The question from this exercise is as follows:
If $r_j>0$ (where $r_j$ is the relative cost coefficient or the reduced cost coefficient) for each $j$ corresponding to a variable $x_j$ that isn't basic, show that the corresponding basic feasible solution is the unique optimal solution.
Now there is this theorem in the text that seems useful here; i.e:
Optimality Condition Theorem If for some basic feasible solution $r_j \ge 0 $ for all $j$ then that solution is optimal.
So from the above last theorem we can deduce that a basic feasible solution is optimal since for each $j$ we have $r_j>0$, now for the uniqueness part of this optimal solution.
Suppose we have two basic optimal feasible solutions, $Ax = b , x \ge 0 , Ay=b , y \ge 0$.
Now I assumed without loss of generality that $x \ge y$ (can I do it? it's an assumption that all the components of $x$ are greater than those of $y$'s, i.e $x\ge y \Leftrightarrow \forall i: x_i \ge y_i$), then we have: $A(x-y) = 0$ and $x-y \ge 0 $, thus optimal solution is obviously one for which $x-y=0$ and we are done with the uniqueness part; are we really? How can I justify this assumption that $x \ge y$?
I have another question from Exercise 3.10.7, I don't see how to solve it:
Show that a degenerate basic feasible solution may be optimal without satisfying $\forall j:\ r_j \ge 0$.

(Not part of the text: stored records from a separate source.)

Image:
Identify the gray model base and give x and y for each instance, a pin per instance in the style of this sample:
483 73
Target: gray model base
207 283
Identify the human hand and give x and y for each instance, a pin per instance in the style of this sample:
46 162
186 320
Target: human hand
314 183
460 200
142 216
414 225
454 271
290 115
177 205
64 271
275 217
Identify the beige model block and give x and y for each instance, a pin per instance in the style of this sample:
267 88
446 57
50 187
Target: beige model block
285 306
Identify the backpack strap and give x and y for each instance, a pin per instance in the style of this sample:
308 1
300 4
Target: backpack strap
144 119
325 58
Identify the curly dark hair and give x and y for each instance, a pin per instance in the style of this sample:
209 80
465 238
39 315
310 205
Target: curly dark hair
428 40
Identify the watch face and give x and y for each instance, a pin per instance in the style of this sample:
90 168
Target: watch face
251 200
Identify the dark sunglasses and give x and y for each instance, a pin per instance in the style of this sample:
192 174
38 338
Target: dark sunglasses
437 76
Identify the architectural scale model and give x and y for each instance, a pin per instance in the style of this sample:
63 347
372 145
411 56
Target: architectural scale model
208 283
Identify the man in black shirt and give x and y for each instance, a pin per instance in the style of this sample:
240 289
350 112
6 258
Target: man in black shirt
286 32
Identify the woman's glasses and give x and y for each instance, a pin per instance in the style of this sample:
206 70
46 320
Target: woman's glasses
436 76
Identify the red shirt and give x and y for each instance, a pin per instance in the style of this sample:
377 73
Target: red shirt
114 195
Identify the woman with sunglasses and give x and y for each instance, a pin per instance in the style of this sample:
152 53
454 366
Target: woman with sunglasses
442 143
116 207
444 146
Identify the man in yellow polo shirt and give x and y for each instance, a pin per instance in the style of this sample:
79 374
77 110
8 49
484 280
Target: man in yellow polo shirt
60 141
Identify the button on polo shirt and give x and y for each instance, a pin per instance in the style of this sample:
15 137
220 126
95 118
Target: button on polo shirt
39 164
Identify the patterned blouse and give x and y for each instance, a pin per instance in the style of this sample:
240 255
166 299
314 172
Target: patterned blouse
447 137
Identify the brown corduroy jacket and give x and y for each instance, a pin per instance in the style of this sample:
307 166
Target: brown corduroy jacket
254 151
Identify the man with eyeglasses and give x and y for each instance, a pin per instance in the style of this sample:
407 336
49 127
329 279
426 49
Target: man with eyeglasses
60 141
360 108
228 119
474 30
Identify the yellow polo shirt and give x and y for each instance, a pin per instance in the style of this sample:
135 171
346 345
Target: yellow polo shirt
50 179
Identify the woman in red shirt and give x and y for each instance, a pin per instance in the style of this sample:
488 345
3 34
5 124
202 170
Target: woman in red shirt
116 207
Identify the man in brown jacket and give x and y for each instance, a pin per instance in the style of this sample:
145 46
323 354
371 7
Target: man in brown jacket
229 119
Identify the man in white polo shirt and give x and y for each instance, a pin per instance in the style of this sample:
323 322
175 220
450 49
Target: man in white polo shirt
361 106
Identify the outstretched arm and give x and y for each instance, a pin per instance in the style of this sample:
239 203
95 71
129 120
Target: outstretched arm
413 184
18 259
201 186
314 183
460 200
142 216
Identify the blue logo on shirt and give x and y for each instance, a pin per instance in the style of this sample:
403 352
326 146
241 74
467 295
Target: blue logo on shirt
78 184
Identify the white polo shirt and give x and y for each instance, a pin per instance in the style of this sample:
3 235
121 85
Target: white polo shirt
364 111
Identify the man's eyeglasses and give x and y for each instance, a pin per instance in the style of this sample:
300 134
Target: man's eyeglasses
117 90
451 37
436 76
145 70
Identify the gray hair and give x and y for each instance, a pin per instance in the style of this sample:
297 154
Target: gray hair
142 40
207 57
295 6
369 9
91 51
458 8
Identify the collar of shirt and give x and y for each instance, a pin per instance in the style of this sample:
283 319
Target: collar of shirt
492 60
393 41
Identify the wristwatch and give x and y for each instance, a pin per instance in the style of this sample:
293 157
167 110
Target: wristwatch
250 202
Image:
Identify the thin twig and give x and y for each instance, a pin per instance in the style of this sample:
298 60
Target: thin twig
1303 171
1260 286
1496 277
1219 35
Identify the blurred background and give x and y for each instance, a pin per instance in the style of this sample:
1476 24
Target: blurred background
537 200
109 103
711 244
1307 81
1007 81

I don't see how to prove the last exercise; a degenerate basic solution is one which its basic variables are zero, but other than that I don't see how to prove this claim. What am I missing to show this claim?
Thanks in advance.
3.10.6 Since r_j > 0 for all non-basic variables, all optimal solutions must have the same basis. If there are two different optimal solutions x and y then A_B(x_B-y_B)=0 but x_B-y_b\not= 0, which implies that basis A_B is not a basis (rank-deficient), which is a contradiction.
3.10.7 min - 1*x_2 s.t. x_1 + x_3 =1 x_2 + x_3 =0 the current basic variables are x_1 and x_3, with solution values x_1=1, x_3=0, x_2=0, and it is optimal. However, r_2=-1.